Кирка пригляделся к Ивану: «Не совсем еще очумел, ждет, что я скажу. И глаза вроде чуток посветлели, пьяная муть стала рассеиваться».
— Так. Сижу, значит, я в ресторане… — начал рассказывать Кирка.
— Перепутал, в автопоилке.
— В автопоилке стоят, а я в ресторане, один за столиком. Попросил закуску и сто граммов. Подошли ко мне трое, поздоровались. «Свободно?» — «Свободно». Заняли остальные три стула. Заказали ту же закуску, что и я, рыбу жареную и бутылку «Столичной». По выправке вижу: или военные в гражданской одежде, или бывшие военные. Присматриваюсь, прислушиваюсь. Разговор о каком-то заводе, станки сравнивают, какой лучше, перспективнее. Слова мудреные, не все понятные. Чаще всего упоминалось программное управление, какие-то приставки, усовершенствованные резцы. Одно было ясно — итеэровские работники. Им почему-то первым принесли «Столичную», а мне только закуску.

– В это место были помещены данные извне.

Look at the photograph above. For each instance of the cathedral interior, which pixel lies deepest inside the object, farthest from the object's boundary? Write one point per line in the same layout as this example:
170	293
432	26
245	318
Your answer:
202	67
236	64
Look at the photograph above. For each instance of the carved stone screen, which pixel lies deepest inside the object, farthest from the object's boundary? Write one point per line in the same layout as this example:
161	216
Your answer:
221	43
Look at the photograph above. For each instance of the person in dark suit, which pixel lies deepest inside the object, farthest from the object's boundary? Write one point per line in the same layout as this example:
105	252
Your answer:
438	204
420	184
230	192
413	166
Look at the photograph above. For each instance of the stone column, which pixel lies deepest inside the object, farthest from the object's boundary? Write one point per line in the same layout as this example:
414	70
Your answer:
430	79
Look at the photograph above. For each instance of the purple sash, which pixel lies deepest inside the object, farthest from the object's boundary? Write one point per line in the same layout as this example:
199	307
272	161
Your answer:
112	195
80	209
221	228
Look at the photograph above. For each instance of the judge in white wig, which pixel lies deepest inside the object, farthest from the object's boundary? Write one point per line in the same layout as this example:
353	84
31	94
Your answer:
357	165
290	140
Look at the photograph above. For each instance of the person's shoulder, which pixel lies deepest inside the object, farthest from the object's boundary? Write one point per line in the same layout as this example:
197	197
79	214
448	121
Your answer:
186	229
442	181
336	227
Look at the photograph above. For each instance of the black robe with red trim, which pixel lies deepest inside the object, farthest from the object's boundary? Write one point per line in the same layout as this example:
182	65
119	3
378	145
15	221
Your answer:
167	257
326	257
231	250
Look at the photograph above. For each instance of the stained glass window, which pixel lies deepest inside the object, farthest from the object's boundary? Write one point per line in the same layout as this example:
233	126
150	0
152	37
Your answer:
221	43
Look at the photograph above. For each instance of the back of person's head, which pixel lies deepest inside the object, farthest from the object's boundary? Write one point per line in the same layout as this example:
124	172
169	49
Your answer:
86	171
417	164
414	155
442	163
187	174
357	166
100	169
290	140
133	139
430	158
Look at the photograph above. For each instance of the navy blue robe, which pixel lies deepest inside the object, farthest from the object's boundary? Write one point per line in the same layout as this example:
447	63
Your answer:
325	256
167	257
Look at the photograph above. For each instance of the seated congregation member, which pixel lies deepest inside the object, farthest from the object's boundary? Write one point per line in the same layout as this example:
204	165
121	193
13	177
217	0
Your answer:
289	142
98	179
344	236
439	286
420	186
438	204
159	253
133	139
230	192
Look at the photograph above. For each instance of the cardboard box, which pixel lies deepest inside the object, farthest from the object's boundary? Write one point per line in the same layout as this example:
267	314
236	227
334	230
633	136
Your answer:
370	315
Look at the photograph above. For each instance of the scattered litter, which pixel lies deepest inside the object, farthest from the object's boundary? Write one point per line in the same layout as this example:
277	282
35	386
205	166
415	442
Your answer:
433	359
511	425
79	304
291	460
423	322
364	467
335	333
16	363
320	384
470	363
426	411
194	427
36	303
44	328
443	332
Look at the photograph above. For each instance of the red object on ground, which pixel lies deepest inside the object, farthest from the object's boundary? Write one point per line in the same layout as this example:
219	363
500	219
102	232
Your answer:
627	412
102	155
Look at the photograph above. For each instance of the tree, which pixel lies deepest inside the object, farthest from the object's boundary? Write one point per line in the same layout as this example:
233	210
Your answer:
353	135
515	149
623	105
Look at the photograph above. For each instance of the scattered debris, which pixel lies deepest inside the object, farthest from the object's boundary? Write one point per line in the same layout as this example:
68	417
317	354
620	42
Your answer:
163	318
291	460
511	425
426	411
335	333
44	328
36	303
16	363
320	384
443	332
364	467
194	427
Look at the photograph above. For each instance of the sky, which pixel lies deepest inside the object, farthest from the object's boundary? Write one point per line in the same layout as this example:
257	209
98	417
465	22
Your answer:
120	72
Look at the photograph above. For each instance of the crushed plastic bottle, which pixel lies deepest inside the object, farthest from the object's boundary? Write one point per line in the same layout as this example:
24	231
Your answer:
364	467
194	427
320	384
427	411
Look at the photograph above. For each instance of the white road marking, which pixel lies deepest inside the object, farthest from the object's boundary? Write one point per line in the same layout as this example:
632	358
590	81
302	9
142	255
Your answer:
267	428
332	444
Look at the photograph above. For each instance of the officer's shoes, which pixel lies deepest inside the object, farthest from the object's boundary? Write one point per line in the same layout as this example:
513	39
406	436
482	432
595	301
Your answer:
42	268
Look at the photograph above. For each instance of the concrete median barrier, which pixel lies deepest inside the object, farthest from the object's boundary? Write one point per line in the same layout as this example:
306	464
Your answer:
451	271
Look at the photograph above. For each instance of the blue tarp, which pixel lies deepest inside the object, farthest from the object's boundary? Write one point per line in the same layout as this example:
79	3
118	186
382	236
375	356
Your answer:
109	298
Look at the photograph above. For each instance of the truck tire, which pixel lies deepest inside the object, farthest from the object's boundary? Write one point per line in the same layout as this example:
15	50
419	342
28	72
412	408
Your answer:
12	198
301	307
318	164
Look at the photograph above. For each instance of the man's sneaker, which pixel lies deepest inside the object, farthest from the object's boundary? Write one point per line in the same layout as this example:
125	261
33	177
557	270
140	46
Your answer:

Я обиделся, хотел выговорить официантке, но они налили и мою рюмку, да еще подбодрили: «Не стесняйтесь, у нас сегодня большой праздник». И все начали поздравлять одного парня, кстати, тоже Ивана. И я чокнулся с ним, хотя и не знал повода. На именины вроде не походило, потому как отпили понемножку и снова за свои станки, а от них к экономическим расчетам, росту производительности труда.
Принесли мне мои сто граммов, а как их делить на четверых? И одному пить неловко. Заскучал, не своя компания, и вообще странная: закусывали здорово, но к одной рюмке прикладывались по нескольку раз, а я свою опрокинул одним махом. Мне, правда, сразу подлили, но пришлось ждать, когда они поднимут. А они опять по половинке, а в рюмке всего-то двадцать пять граммов. Я тоже стал по-ихнему половинить. Каторга. Хорошо, что они увлекли меня своей беседой, основное я все-таки понял: радовались они успехам того, которого звали Иваном. А он стеснялся, пенял, что это не по правилам, патент надо было давать троим, а не ему одному. Над ним подшучивали: вот когда отдашь нам свою голову, тогда поделим и патент.